厳罰化は少年非行を減らせるか?





 少年によるショッキングな事件が相次ぎ、「少年(未成年)にも厳罰を」という声が高まっている。

 果たして、厳罰化は少年非行を減らすことができるのであろうか?

 重大事件を起こしてしまった少年の中には、「とにかくこの日常から抜け出したい」「自分の人生終わってしまえ!」「この世の中終わってしまえ!」と考えていたものも少なくない。

 実際、自殺をほのめかしたり、自殺を試みるものもいる。そのような少年にとって、厳罰化は犯罪を思いとどまらせる大きな力にはならないかもしれない。

 「この日常から解放されるのなら、長期にわたって身柄を拘束されても、死刑になってもかまわない」と考えている少年にとっては、たとえ成人なみの刑罰が与えられると知っていても、犯罪を実行してしまうかもしれない。

 アドラーは、「厳罰化は、犯罪者の犯罪に対するスリルを増すだけだ」とも述べている。

 それでは、厳罰化は少年非行を減らせないのであろうか?

 凶悪犯ばかりが目につくが、実際の少年非行で圧倒的に多いのが窃盗(万引きなど)や占有離脱物横領(盗難自転車の乗り捨てなど)である。
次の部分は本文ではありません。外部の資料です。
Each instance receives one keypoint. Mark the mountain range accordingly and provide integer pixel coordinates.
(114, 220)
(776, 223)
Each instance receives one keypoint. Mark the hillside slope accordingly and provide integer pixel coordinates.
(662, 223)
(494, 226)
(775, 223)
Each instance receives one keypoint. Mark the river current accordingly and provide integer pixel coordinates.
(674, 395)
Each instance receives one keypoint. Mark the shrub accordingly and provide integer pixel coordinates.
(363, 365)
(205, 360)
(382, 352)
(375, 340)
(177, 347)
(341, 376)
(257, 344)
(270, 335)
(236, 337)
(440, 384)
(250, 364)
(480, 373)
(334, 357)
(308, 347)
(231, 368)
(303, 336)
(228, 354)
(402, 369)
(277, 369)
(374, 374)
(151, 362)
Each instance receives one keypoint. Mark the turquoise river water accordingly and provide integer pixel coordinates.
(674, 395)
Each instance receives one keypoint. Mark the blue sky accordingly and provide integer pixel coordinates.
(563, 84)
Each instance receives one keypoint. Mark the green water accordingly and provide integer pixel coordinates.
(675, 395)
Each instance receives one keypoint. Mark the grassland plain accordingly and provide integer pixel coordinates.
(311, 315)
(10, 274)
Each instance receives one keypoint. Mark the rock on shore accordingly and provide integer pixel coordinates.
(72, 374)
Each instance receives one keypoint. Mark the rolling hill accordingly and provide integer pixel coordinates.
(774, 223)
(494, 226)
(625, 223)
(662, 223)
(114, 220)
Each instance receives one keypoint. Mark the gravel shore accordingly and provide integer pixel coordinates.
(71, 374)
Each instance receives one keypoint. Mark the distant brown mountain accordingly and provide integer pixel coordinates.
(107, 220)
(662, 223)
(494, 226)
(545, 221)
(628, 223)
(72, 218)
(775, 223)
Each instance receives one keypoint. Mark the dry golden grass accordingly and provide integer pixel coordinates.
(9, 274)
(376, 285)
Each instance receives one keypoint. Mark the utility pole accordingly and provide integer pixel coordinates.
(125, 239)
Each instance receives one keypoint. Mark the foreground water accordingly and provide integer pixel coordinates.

 これらの犯罪は、軽い気分で、ゲーム気分で行われることも多い。これらの犯罪に対する罰則が厳しくなれば、軽い気分で行われる犯罪が減る可能性はある。


 非行を減らすと言う意味とは別に、厳罰化には重要な意味がある。被害者やその家族の気持ちを考えるという点である。

 現代の日本では、犯罪に対し「個人で懲らしめる」「やられたらやりかえす」「仇討ちをする」ということを禁じ、それらの個人の権利を国が預かることで秩序を保ち、仕返しが新たな恨みを生まないようなバランスを保っている。

 個人が仕返しの権利を放棄し、国に権利を預けることでがまんできるのは、国が犯罪を起こしたものを適切に罰してくれるだろうという信頼によって成り立っている。

 国が適度な罰を犯罪者に与えないのであれば、被害者の不満や不信は高まり、個人での仕返しという思いが高まるかもしれない。


 厳罰化を求める声を聞いた少年たち自身は「大人は自分たちがそんなに信じられないのか」「大人は罰でしか自分たちをコントロールできないのか」という大人に対する不信感を強める危険性もある。

 厳罰化の問題は難しい。もし、「大人なみの罰」を少年たちに与えるのであれば、同時に「大人なみの権利」を少年たちに与える必要があると思われる。

 慎重にゆっくりと「大人なみの罰」と「大人なみの権利」を進めていく必要があるようだ。